ICRA Nepal has reaffirmed FMQR of [ICRANP] AMC Quality 3+ (AMC3+) assigned to Nabil Investment Banking Limited (Nabil Invest or the company). The rating indicates adequate assurance on management quality.
The rating reaffirmation factors in the company’s fair track record in mutual fund (MF) management and the adequately established organizational structure to manage the existing MF schemes. The rating action also considers its satisfactory investor service practices and the processes followed by it, while adhering to the regulatory guidelines and investment policies. The rating further draws comfort from the majority ownership and continued technical support of Nabil Bank Limited, a Class ‘A’ commercial bank in Nepal (rated [ICRANP-IR] AA-for issuer rating). The company’s experienced fund supervisors and senior management, involved in the supervision and management of the schemes, also provide comfort. Additionally, a stable Government with a target to increase the pace of the country’s economic growth, along with the ongoing improvement in the capital market and the regulatory framework remain positives for market development and hence fund returns.
Nonetheless, the rating is constrained by the evolving nature of the MF industry, along with the muted equity returns of its operational MFs. This has impacted the net asset value (NAV) of the schemes amid a significant downturn in the market index since their launch. As a result, the MFs have also slowed their pace of incremental investments/trading in equities and have reported a modest performance among its peers. The volatility in the market could be partly attributed to the tightening liquidity in banking, the increase in listed shares over the last few years and the lack of large institutional investors/market makers. Any changes in the regulatory framework or banking liquidity, which could impact the market, could also have a bearing on the scheme’s performance, given the AMC’s target to increase the equity investment in its MF schemes. Since the equity market is currently dominated mostly by the financial sector, the ability of the fund manager to diversify will also remain constrained.
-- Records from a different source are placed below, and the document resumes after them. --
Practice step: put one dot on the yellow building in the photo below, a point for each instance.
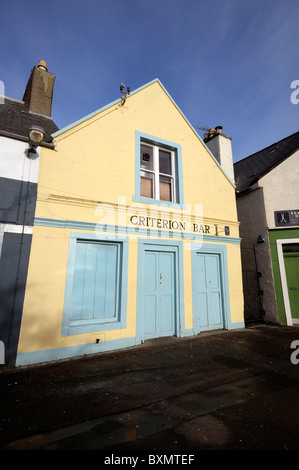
(135, 235)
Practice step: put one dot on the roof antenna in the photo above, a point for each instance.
(125, 93)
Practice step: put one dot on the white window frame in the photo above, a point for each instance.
(156, 171)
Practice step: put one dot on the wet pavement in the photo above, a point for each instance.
(224, 390)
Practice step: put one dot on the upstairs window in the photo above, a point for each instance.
(157, 173)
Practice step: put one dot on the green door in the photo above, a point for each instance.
(291, 262)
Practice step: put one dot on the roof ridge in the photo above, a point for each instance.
(267, 147)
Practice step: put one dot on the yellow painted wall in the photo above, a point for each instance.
(94, 162)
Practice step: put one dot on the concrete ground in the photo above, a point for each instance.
(224, 390)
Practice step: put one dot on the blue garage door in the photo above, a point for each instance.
(159, 294)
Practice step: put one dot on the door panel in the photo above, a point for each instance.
(159, 294)
(291, 261)
(209, 307)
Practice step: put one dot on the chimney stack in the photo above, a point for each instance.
(39, 90)
(221, 147)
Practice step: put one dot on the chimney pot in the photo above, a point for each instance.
(42, 65)
(39, 90)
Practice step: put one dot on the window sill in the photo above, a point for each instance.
(98, 326)
(158, 202)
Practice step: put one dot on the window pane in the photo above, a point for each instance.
(165, 189)
(165, 162)
(146, 185)
(146, 157)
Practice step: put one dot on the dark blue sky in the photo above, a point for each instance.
(225, 62)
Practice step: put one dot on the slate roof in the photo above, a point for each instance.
(15, 118)
(249, 170)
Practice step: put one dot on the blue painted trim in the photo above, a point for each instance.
(74, 328)
(161, 245)
(48, 355)
(85, 118)
(221, 250)
(179, 170)
(80, 225)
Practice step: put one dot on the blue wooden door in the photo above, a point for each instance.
(159, 294)
(209, 305)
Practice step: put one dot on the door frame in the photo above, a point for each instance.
(177, 248)
(283, 277)
(210, 248)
Additionally, the rating is constrained by the limited diversification avenues even in debt markets, the unavailability of hedging tools for investment in the market and the evolving risk management framework with respect to fund management. Hence, the company’s ability to maintain prudent asset allocation (i.e. mix of equities, fixed income investment and cash), in line with the market movements, while improving the NAV of the schemes would drive the schemes’ performance. The company’s ability to make prudent investment decisions and maintain a healthy growth in the NAV over a longer timeframe would remain a key rating sensitivity.